Les modalités d'application ont été fixées par le décret no 2007-876 du 14 mai 2007 (JO du 15) et précisées par une circulaire du 17 mars 2008 (Circ. DGAS/MAS/2008/94, du 17 mars 2008, BO 2008/04, consultable à l'adresse Internet suivante : http://www.sante.gouv.fr/adm/dagpb/bo/2008/08-04/ste_20080004_0100_0133.pdf).
Le principe de subsidiarité impose que les bénéficiaires fassent faire valoir préalablement leurs droits :
- aux prestations sociales légales, réglementaires et conventionnelles (allocation de soutien familial, allocation chômage...) ;
- aux créances alimentaires dues aux enfants (créance d'aliments) et entre ex-conjoints (prestation compensatoire).
Néanmoins, la loi ouvre la possibilité pour l'allocataire de demander à être dispensé de faire valoir son droit à créances alimentaires lorsqu'un juge a déclaré le débiteur hors d'état de pouvoir répondre.
Par ailleurs, la loi a établi à la charge des organismes chargés du versement du RSA, une obligation d'assistance dans les démarches rendues nécessaires pour l'obtention de ces droits potentiels (D. no 2007-876 du 14 mai 2007, JO du 15). Le 1er juin 2009, le revenu de solidarité active (RSA) s'est substitué à l'API.
Le RSA est effectivement conçu comme un complément de revenus à caractère subsidiaire : l'allocataire doit faire valoir ses droits aux prestations sociales, légales, réglementaires et conventionnelles (CASF, art. L. 262-10), et l'ensemble des ressources du foyer est pris en compte pour son calcul (CASF, art. L. 262-3), à savoir :
- les ressources ayant le caractère de revenus professionnels (activité salariée ou non, indemnité de stage, aide légale ou conventionnelle aux salariés en chômage partiel) ;
- les biens non exploités ou non placés censés toutefois procurer des revenus aux intéressés ;
- les avantages en nature, notamment la disposition d'un logement gratuit (évalué de façon forfaitaire) ;
- les prestations et aides sociales, notamment les prestations familiales, d'assurance chômage et les aides au logement (prises en compte de façon forfaitaire).
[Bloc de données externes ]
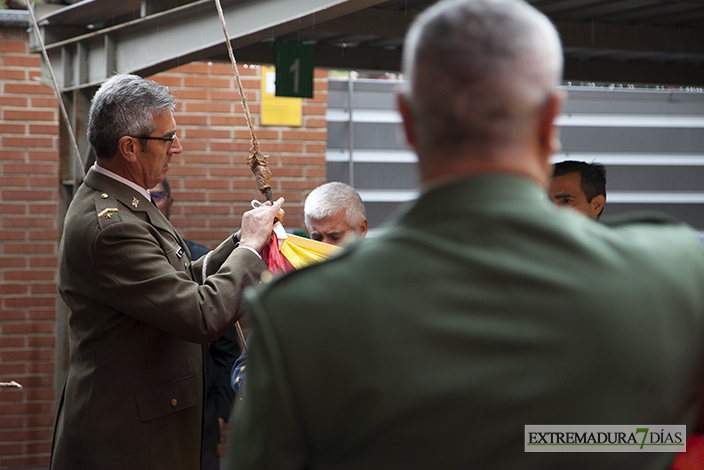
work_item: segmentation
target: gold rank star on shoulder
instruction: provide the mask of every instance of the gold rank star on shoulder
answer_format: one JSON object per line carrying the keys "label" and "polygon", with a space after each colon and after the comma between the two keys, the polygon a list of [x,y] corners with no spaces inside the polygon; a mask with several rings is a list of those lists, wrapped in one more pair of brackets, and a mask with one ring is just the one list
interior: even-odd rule
{"label": "gold rank star on shoulder", "polygon": [[137,199],[136,197],[133,197],[133,198],[132,198],[132,205],[133,205],[133,206],[135,207],[135,209],[136,209],[137,206],[139,205],[139,199]]}

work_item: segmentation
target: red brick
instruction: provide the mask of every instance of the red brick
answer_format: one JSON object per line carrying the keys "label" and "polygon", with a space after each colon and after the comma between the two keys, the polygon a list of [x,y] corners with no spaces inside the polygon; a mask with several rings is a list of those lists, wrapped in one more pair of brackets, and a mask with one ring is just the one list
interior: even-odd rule
{"label": "red brick", "polygon": [[[23,338],[18,338],[22,339]],[[0,343],[2,344],[2,343]],[[30,348],[37,348],[37,347],[51,347],[53,348],[56,345],[56,338],[53,336],[28,336],[27,337],[27,346]],[[20,345],[23,346],[23,345]]]}
{"label": "red brick", "polygon": [[29,455],[48,454],[51,452],[51,442],[30,442],[25,450]]}
{"label": "red brick", "polygon": [[[1,177],[0,176],[0,187],[3,188],[8,188],[8,187],[15,187],[15,188],[26,188],[27,187],[27,178],[24,176],[14,176],[14,177]],[[5,212],[7,213],[7,212]]]}
{"label": "red brick", "polygon": [[[5,111],[7,115],[9,111]],[[27,111],[29,112],[29,111]],[[24,112],[20,113],[24,114]],[[8,118],[5,118],[8,119]],[[26,120],[25,118],[9,118],[9,119],[19,119],[21,121]],[[54,145],[54,139],[50,137],[37,138],[37,137],[10,137],[4,136],[2,138],[2,145],[5,147],[52,147]]]}
{"label": "red brick", "polygon": [[22,381],[20,382],[25,388],[30,387],[52,387],[54,385],[54,377],[51,375],[29,375],[26,377],[20,377]]}
{"label": "red brick", "polygon": [[[53,359],[53,353],[52,357]],[[38,363],[30,363],[27,365],[27,372],[30,374],[53,374],[54,373],[54,363],[53,362],[38,362]],[[47,396],[40,396],[40,397],[35,397],[33,394],[30,393],[31,391],[27,392],[27,399],[29,400],[51,400],[54,398],[54,391],[49,390],[49,393],[45,393]]]}
{"label": "red brick", "polygon": [[[250,209],[251,209],[251,207],[250,207]],[[208,204],[206,206],[188,205],[188,206],[183,207],[183,213],[185,215],[195,214],[195,215],[227,216],[227,215],[230,215],[230,206],[216,206],[214,204]]]}
{"label": "red brick", "polygon": [[306,168],[306,178],[325,178],[328,175],[327,168]]}
{"label": "red brick", "polygon": [[[7,180],[14,180],[14,178],[7,178]],[[0,187],[10,186],[9,181],[6,178],[0,178]],[[22,186],[27,186],[25,183]],[[0,214],[26,214],[27,204],[0,204]],[[2,240],[7,240],[7,238],[0,237]],[[24,237],[22,237],[24,239]]]}
{"label": "red brick", "polygon": [[3,224],[6,227],[51,227],[54,219],[50,217],[5,217]]}
{"label": "red brick", "polygon": [[309,155],[311,153],[320,153],[324,155],[327,150],[327,144],[314,144],[311,142],[306,142],[306,153]]}
{"label": "red brick", "polygon": [[30,124],[29,125],[30,134],[59,134],[58,124]]}
{"label": "red brick", "polygon": [[12,417],[12,418],[5,418],[0,416],[0,428],[1,429],[8,429],[8,428],[19,428],[22,427],[24,424],[24,419],[20,417]]}
{"label": "red brick", "polygon": [[[44,140],[44,139],[36,139],[33,138],[34,140]],[[46,164],[39,164],[39,163],[34,163],[34,164],[23,164],[23,163],[5,163],[3,166],[3,171],[8,174],[8,173],[19,173],[19,174],[31,174],[31,175],[40,175],[40,174],[47,174],[47,175],[55,175],[56,174],[56,165],[51,164],[51,163],[46,163]],[[53,179],[53,181],[56,181],[56,179]],[[27,198],[28,200],[32,200],[34,198]]]}
{"label": "red brick", "polygon": [[[51,404],[27,403],[22,405],[0,406],[2,414],[28,414],[51,412]],[[31,429],[20,431],[0,431],[0,442],[34,441],[51,439],[51,429]]]}
{"label": "red brick", "polygon": [[[54,289],[52,292],[53,297],[56,298],[56,293],[57,290]],[[30,320],[56,320],[56,309],[55,308],[49,308],[49,309],[32,309],[29,311],[29,319]]]}
{"label": "red brick", "polygon": [[25,268],[27,267],[27,258],[0,256],[0,268]]}
{"label": "red brick", "polygon": [[51,349],[28,349],[20,351],[0,351],[3,362],[47,361],[54,357]]}
{"label": "red brick", "polygon": [[283,140],[327,140],[327,131],[284,131]]}
{"label": "red brick", "polygon": [[0,461],[0,466],[15,468],[15,467],[29,467],[33,465],[49,465],[49,455],[36,456],[36,457],[17,457],[17,458],[4,458]]}
{"label": "red brick", "polygon": [[171,73],[208,73],[208,64],[206,62],[190,62],[180,65],[170,70]]}
{"label": "red brick", "polygon": [[59,152],[58,150],[29,150],[29,161],[30,162],[58,162]]}
{"label": "red brick", "polygon": [[[1,324],[2,334],[4,335],[24,335],[32,333],[53,333],[54,324],[46,323],[4,323]],[[2,414],[2,413],[0,413]]]}
{"label": "red brick", "polygon": [[283,163],[284,165],[324,165],[325,157],[281,157],[281,163]]}
{"label": "red brick", "polygon": [[223,164],[229,164],[230,163],[230,156],[229,155],[218,155],[218,154],[198,154],[198,155],[190,155],[188,157],[188,161],[190,163],[197,163],[197,164],[208,164],[208,163],[213,163],[216,165],[223,165]]}
{"label": "red brick", "polygon": [[229,78],[215,77],[184,77],[183,84],[194,88],[230,88],[232,81]]}
{"label": "red brick", "polygon": [[315,189],[321,184],[325,183],[325,180],[283,180],[280,181],[281,188],[286,189]]}
{"label": "red brick", "polygon": [[32,96],[32,107],[58,109],[59,100],[55,96]]}
{"label": "red brick", "polygon": [[323,118],[307,118],[305,122],[306,127],[312,128],[324,128],[327,127],[328,122]]}
{"label": "red brick", "polygon": [[38,55],[5,55],[3,65],[5,67],[41,67],[42,59]]}
{"label": "red brick", "polygon": [[0,320],[26,320],[27,312],[24,310],[0,310]]}
{"label": "red brick", "polygon": [[179,87],[182,86],[181,77],[179,75],[152,75],[149,80],[160,83],[167,87]]}
{"label": "red brick", "polygon": [[244,127],[247,125],[247,118],[240,115],[240,116],[220,116],[220,115],[214,115],[210,116],[210,124],[213,126],[240,126]]}
{"label": "red brick", "polygon": [[214,129],[212,127],[186,129],[184,138],[189,139],[231,139],[232,133],[229,129]]}
{"label": "red brick", "polygon": [[33,256],[29,258],[29,265],[32,268],[55,268],[57,258],[56,256]]}
{"label": "red brick", "polygon": [[18,160],[24,161],[24,150],[6,150],[0,149],[0,160]]}
{"label": "red brick", "polygon": [[[206,126],[208,125],[208,116],[197,114],[180,114],[175,115],[176,123],[179,126]],[[180,132],[180,129],[179,129]]]}
{"label": "red brick", "polygon": [[186,100],[206,101],[208,99],[208,90],[204,88],[180,88],[175,91],[175,95],[176,99],[181,102]]}
{"label": "red brick", "polygon": [[[0,79],[3,77],[0,75]],[[27,107],[27,98],[24,96],[0,96],[0,106]]]}
{"label": "red brick", "polygon": [[[34,245],[28,248],[31,250]],[[53,251],[53,250],[52,250]],[[4,281],[53,281],[54,271],[39,271],[33,269],[30,271],[5,271],[3,275]]]}
{"label": "red brick", "polygon": [[[54,178],[49,178],[51,180],[54,180]],[[31,186],[32,187],[38,187],[42,186],[39,184],[40,182],[43,182],[43,178],[32,178],[31,180]],[[56,181],[54,181],[56,183]],[[57,204],[30,204],[29,205],[29,213],[30,214],[52,214],[56,215],[59,211],[58,205]]]}
{"label": "red brick", "polygon": [[231,113],[232,105],[230,103],[213,103],[206,102],[187,102],[185,103],[186,112],[189,113]]}
{"label": "red brick", "polygon": [[25,239],[26,235],[22,230],[0,230],[0,240],[2,241],[24,241]]}
{"label": "red brick", "polygon": [[22,454],[22,450],[22,444],[0,445],[0,455],[20,455]]}
{"label": "red brick", "polygon": [[26,80],[27,74],[24,70],[0,68],[0,79],[2,80]]}
{"label": "red brick", "polygon": [[[269,129],[256,129],[255,130],[257,139],[262,141],[262,140],[279,140],[281,139],[281,132],[278,130],[269,130]],[[251,139],[251,133],[249,130],[236,130],[235,131],[235,139],[246,139],[249,140]]]}
{"label": "red brick", "polygon": [[[0,105],[2,106],[2,105]],[[2,134],[24,134],[24,124],[0,124],[0,133]]]}
{"label": "red brick", "polygon": [[[48,217],[48,216],[42,216]],[[50,220],[53,220],[50,219]],[[58,239],[58,231],[56,230],[30,230],[28,232],[30,241],[56,241]]]}
{"label": "red brick", "polygon": [[23,348],[24,338],[0,338],[0,348]]}
{"label": "red brick", "polygon": [[54,200],[56,192],[54,191],[32,191],[21,189],[8,189],[2,191],[2,199],[5,201],[51,201]]}
{"label": "red brick", "polygon": [[[14,379],[17,381],[19,381],[19,376],[24,374],[26,370],[25,364],[0,364],[0,375],[17,377],[17,379]],[[24,384],[22,383],[22,385]],[[2,413],[0,413],[0,416],[2,416]]]}
{"label": "red brick", "polygon": [[25,307],[53,307],[56,305],[56,299],[53,297],[19,297],[6,298],[4,304],[9,308],[25,308]]}
{"label": "red brick", "polygon": [[[27,294],[28,292],[29,289],[27,287],[27,284],[8,284],[6,282],[0,283],[0,295]],[[2,320],[1,312],[0,320]]]}
{"label": "red brick", "polygon": [[230,177],[235,177],[235,176],[242,176],[242,177],[252,177],[252,171],[249,169],[249,167],[243,165],[239,166],[229,166],[229,167],[217,167],[217,166],[211,166],[210,167],[210,175],[211,176],[230,176]]}
{"label": "red brick", "polygon": [[30,427],[30,428],[53,426],[53,425],[54,425],[54,416],[53,415],[28,416],[27,417],[27,427]]}
{"label": "red brick", "polygon": [[304,116],[308,115],[318,115],[318,116],[325,116],[325,113],[327,112],[328,107],[327,105],[313,105],[313,104],[303,104],[303,107],[301,109],[302,113]]}
{"label": "red brick", "polygon": [[[36,57],[36,60],[41,60]],[[5,84],[5,93],[8,95],[53,95],[54,90],[46,85],[34,84],[34,83],[22,83],[22,84]]]}

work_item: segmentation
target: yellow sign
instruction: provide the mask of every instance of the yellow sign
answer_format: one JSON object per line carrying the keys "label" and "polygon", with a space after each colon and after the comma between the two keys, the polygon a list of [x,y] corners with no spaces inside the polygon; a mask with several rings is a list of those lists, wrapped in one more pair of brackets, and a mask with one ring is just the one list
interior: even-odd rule
{"label": "yellow sign", "polygon": [[301,127],[301,98],[276,96],[276,69],[262,67],[262,126]]}

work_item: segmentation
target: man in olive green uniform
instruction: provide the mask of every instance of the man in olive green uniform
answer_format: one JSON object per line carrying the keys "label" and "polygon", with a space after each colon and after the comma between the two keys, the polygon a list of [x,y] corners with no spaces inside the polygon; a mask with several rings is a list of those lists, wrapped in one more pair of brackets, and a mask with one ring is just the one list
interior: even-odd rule
{"label": "man in olive green uniform", "polygon": [[240,317],[283,201],[245,213],[238,237],[191,262],[147,190],[182,151],[174,106],[168,88],[133,75],[110,78],[93,99],[97,163],[69,206],[59,253],[71,363],[53,470],[201,466],[202,344]]}
{"label": "man in olive green uniform", "polygon": [[704,248],[546,195],[563,92],[527,3],[442,1],[404,46],[422,194],[371,240],[247,295],[233,469],[665,469],[526,453],[526,425],[695,423]]}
Le caractère subsidiaire du RSA (qui ne s'applique que sur la seule part correspondant au revenu minimum garanti) implique aussi que le foyer fasse valoir ses droits à créances d'aliments et que l'époux ayant obtenu le divorce fasse valoir la pension alimentaire accordée par le tribunal.
Enfin, les droits de l'allocataire du RSA sont fixés en fonction du niveau des ressources du foyer (dans les conditions de droit commun) et non plus en fonction de son statut d'allocataire comme c'était le cas pour le bénéficiaire du RMI.